X-37B returns to KSC with a 'boom' and a new record for spaceflight
BREVARD COUNTY, Fla. – Residents along the Space Coast may have heard a loud boom early Sunday as the U.S. Air Force's secretive, uncrewed X-37B spaceplane returned to Kennedy Space Center after nearly two years in orbit, News 6 partner Florida Today reports.
The X-37B Orbital Test Vehicle completed its fifth mission, landing about 3:51 a.m. Sunday at KSC's space shuttle landing facility for the second time. The 29-foot long Boeing spaceplane - about a quarter size of a space shuttle - was greeted by workers in protective suits as it sat on the tarmac.

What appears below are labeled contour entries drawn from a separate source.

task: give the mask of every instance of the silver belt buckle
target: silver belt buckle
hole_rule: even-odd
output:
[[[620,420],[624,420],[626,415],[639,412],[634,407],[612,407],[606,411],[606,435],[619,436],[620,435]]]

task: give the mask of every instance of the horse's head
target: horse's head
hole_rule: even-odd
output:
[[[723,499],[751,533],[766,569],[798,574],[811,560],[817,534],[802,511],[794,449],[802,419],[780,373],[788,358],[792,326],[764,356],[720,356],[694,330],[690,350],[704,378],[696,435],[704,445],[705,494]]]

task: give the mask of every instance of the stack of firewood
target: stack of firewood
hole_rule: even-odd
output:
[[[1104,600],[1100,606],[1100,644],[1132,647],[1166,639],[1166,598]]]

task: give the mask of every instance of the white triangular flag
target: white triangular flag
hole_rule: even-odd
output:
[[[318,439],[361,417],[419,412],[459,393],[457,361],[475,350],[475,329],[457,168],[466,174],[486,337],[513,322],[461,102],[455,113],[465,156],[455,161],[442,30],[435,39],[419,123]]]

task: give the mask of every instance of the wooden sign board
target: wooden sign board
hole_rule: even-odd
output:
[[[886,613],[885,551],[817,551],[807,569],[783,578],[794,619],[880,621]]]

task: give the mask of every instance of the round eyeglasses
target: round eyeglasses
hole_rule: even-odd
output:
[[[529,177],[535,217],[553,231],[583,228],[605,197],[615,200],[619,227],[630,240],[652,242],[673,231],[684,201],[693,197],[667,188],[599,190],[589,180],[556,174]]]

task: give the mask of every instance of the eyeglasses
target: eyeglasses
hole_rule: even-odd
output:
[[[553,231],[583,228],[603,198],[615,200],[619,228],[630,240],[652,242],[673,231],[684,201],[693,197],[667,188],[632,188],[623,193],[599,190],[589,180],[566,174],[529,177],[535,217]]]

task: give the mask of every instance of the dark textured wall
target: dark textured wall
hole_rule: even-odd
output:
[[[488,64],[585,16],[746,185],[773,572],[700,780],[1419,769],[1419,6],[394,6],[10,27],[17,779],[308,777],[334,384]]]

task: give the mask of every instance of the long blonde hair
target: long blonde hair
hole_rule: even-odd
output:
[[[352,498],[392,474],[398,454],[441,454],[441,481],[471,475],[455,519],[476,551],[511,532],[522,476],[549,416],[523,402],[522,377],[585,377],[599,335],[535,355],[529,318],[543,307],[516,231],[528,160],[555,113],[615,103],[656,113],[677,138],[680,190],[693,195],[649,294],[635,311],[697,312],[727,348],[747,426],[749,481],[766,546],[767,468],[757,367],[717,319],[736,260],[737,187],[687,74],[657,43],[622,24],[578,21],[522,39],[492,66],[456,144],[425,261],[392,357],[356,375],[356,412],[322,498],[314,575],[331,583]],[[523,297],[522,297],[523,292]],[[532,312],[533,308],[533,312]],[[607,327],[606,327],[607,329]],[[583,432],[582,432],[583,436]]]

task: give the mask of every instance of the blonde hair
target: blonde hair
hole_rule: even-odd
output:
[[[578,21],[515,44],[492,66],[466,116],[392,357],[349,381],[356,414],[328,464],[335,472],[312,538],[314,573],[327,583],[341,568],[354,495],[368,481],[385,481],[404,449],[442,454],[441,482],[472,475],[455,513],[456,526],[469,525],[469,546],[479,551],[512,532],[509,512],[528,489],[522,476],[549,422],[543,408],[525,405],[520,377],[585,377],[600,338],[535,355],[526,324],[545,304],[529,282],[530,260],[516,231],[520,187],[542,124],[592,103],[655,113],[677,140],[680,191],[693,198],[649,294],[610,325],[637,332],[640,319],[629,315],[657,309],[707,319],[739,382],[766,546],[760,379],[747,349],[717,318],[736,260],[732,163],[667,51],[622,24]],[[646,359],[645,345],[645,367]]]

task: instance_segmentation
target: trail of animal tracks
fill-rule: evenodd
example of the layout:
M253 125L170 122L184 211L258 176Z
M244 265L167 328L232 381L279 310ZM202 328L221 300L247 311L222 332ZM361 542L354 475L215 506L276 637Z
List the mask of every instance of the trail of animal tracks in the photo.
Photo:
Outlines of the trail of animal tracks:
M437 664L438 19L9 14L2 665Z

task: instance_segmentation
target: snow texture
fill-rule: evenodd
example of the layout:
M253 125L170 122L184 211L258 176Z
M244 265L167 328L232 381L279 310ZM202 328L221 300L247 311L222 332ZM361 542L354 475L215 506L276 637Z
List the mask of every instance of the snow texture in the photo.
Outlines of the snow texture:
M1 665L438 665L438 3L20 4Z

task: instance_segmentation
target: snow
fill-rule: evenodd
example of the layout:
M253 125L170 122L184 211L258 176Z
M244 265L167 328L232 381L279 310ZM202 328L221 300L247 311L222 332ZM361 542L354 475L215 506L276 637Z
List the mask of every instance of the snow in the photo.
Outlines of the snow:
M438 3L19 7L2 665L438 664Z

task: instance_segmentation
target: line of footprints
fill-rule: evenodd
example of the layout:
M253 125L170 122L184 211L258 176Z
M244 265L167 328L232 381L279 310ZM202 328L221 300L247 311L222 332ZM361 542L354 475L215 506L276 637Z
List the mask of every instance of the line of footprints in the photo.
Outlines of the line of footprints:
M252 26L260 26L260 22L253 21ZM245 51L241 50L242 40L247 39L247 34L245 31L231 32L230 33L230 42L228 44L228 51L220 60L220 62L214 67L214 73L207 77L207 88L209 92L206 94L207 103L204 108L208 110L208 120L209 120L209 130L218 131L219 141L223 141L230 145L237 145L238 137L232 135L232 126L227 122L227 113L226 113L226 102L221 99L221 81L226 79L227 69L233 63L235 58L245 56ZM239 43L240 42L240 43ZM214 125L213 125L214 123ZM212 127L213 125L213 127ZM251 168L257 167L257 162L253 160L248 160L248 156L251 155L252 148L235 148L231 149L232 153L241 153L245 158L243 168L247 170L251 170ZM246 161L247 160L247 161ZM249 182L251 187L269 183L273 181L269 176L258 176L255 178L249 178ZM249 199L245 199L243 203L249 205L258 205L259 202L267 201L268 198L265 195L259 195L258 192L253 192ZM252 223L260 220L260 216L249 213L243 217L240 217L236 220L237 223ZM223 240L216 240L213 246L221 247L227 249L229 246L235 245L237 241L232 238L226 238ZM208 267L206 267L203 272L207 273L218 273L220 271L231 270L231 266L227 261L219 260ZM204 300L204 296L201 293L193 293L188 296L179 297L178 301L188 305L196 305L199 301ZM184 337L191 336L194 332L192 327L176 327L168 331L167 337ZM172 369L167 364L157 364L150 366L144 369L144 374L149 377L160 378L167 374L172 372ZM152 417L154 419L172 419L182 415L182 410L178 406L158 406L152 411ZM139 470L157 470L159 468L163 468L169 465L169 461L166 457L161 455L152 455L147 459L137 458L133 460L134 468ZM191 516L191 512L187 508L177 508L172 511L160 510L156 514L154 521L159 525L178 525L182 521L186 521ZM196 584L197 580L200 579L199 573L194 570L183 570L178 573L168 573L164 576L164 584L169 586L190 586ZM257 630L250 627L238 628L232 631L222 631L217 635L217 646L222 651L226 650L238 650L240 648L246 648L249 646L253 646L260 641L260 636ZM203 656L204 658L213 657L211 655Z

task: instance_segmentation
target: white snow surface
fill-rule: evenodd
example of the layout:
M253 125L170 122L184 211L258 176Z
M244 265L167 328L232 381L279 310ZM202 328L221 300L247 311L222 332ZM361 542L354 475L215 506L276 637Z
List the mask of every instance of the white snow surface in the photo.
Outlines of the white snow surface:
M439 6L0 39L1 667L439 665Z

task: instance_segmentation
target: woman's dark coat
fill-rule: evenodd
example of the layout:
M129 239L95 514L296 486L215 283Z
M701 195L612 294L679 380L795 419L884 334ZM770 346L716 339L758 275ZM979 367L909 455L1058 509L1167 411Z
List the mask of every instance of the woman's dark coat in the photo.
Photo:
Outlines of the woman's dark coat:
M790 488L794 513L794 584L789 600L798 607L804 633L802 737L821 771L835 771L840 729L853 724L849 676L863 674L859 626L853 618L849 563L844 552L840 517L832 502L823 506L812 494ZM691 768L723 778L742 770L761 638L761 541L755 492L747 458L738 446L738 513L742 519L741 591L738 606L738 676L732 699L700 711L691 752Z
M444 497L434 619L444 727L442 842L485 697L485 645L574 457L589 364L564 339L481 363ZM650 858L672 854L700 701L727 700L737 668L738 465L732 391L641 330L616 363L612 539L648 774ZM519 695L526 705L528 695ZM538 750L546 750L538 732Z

"The X-37B continues to demonstrate the importance of a reusable spaceplane," said Secretary of the Air Force Barbara Barrett in a statement. "Each successive mission advances our nation's space capabilities."
The mini-shuttle was in orbit for 780 days during its latest mission, breaking its previous record. The spaceplane - initially designed for an orbit duration of 270 days per mission - has spent 2,865 days orbiting the earth. It is also considered the Air Force's top premier reusable, unmanned spacecraft. Its mission experiments are typically kept top secret but have a focus on Air Force Research Laboratory experiments along with providing a lift into orbit for small satellites.
"The safe return of this spacecraft, after breaking its own endurance record, is the result of the innovative partnership between Government and Industry," said Air Force Chief of Staff Gen. David L. Goldfein n a release. "The sky is no longer the limit for the Air Force and, if Congress approves, the U.S. Space Force."
The shuttle's latest mission launched Sept. 7, 2017 from Cape Canaveral Air Force Station, on a Space X Falcon 9 booster. The next flight - it's sixth - will launch from Cape Canaveral Air Force Station in 2020.